Within a given set, of any given load, the last 5 repetitions before failure stimulate the most hypertrophic response, while the reps prior to 5 RIR providing very little hypertrophic response.

What is Training to Failure?
Training to failure is exactly as it sounds, taking a particular set until you cannot perform another rep, through the full range of motion, with good form.
Based on the most recent data available training to failure (sometimes expressed as RIR-0(zero reps in reserve), or RPE10 (rate of perceived exertion 10/10) produces the absolute most hypertrophy in a given set, furthermore there are two types of failure; Positive failure, which is the point at which you cannot complete another repetition in the full range of motion without compromising form. and Absolute Failure, which is the point that under no circumstances can the muscle perform another complete repetition, regardless of form compromise.

Training "beyond failure" is a disingenuous term and inaccurate, training beyond failure in an absolute sense, is impossible.
"Training beyond failure" through the use of drop sets, forced reps, spotter assistance, and other intensifier techniques do not actually progress you beyond failure in an absolute sense, but only allow you to get close and closer to true failure.

For example, lets say you are performing an incline dumbbell press, you fail at 8 completed reps, but are able to push halfway to the 9th rep before you lose stability and cannot complete the rep, this is positive failure.
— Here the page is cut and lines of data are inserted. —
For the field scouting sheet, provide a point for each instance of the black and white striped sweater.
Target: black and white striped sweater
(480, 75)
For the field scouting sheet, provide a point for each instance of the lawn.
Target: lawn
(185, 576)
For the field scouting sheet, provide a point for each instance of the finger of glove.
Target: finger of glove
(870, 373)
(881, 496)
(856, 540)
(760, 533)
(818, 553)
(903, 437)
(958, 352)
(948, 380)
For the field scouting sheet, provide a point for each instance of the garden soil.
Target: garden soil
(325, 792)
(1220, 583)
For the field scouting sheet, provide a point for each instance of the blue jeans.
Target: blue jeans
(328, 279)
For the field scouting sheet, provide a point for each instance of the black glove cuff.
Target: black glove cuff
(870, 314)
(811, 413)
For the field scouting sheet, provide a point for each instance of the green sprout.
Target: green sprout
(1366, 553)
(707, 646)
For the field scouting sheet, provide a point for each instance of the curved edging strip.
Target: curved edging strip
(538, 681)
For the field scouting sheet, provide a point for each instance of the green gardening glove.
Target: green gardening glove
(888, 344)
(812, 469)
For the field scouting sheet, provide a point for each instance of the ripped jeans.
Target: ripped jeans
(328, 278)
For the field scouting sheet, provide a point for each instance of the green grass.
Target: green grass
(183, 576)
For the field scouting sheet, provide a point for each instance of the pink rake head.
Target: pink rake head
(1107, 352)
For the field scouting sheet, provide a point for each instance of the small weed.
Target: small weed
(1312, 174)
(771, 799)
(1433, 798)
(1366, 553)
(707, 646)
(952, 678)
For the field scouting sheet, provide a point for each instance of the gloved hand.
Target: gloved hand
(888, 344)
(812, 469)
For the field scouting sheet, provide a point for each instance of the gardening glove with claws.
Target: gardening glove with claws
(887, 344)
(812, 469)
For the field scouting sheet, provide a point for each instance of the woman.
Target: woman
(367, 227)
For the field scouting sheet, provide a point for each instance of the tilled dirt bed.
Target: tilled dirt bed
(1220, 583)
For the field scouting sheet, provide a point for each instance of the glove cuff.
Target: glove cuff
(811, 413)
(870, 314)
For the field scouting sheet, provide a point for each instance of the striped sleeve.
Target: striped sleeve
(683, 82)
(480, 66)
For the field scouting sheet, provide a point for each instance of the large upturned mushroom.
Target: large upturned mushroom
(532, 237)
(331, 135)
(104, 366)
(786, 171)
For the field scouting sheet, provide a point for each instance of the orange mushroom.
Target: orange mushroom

If you utilize a spotter to aid you in getting that 9th rep, and aid you even more for a 10th rep, you have used intensifier techniques to get closer to true failure. You are no longer capable of providing enough force to complete that rep alone with that weight, so the use of a spotter takes some of that load to allow you to progress through the complete range of motion, getting you closer to actual failure.


What is intensity?
Intensity can be defined as "proximity to failure". Intensity is NOT fatigue, it is NOT feeling completely wiped out at the end of a set or workout, intensity is NOT going balls to the wall on some crazy super set or drop set, intensity is NOT heavy weight low reps. Intensity ONLY refers to proximity to failure in a training context. Intensity can be expressed with any weight, in any rep range.
Intensifier techniques (drop sets, forced reps, partials, ect) are tools used to get us closer and closer to true mechanical failure.

What is volume?
Volume can be separated into two categories, working volume and junk volume.
Working volume, is the number of working, adaptation driving sets for a given muscle group in a given session. Junk volume is any non-warmup, non-workup set, a set which does not stimulate a significant hypertrophic response. Examples of junk volume would be; pump sets, any set not taken to proximity of failure, supersets of more than one muscle group which neither is taken to proximity to failure (super setting leg extensions and leg curls with neither taken close to failure). These are referred to as junk volume, because they provide little to no hypertrophic response or adaptation and only contribute to fatigue and injury risk. In other words, they are worthless and counterproductive for building muscle.
Volume, when referring to rep ranges in a single set, is Set Volume. For the purposes of this article, and when discussing the topic of intensity vs volume in general, "volume" is referring to number of working sets.

What is recovery?
Recovery is the rate by which you can regain full capability in a muscle group after training. Additional fatigue from either intensity or volume increase recovery time. Recovery can be defined, for our applications, as "The time it takes after a session, to be able to train that muscle group again at the same or greater performance".
The absolute best way to gauge recovery is through performance and progressive overload, if you are coming into your leg days and consistently performing less than the prior week, recovery is the culprit. Conversely, if you are feeling good and progressing consistently on a given training day, your recovery is great.
In order to maximize our training blocks, we need to minimize the time we spend fully recovered in between sessions, If you are recovering several days before your next session, than you have a lot of room in your training to either add volume (as defined here) or frequency.
It is generally better to increase individual training session volume (more working sets) to achieve Maximum Recoverable Volume (MRV), given that you are capable of adding more productive working sets to your session. If a single session is too fatiguing to add additional meaningful volume, then rather than falling into a hole of adding useless junk volume, it is better to increase frequency (reduce the number of days between training sessions for that muscle group

How they all work together
Now that these terms have been fully defined and explained we can move on to how these pieces fit together.
Hypertrophy is a function of intensity and volume limited only by recovery.
As ive discussed, training intensity on working sets should be a constant IE you should be training to failure or at least in very close proximity to failure.
If we think of this function like an equation is would look something like Intensity * Volume / Recovery. If we consider intensity as a prerequisite and a constant, that leaves volume and recovery as our working variables. Additionally we can assume recovery is a constant or at least relatively constant, given proper recovery practices (nutrition, supplementation, sleep, PEDS, stress management, ect).
So now that we have two relative constants that shouldn't change much week to week, our only variable remaining is volume.
If you want the most out of your training the goal now is to achieve MRV. We achieve this by titrating up and down working volume such that we are getting the most work in, but still recovering.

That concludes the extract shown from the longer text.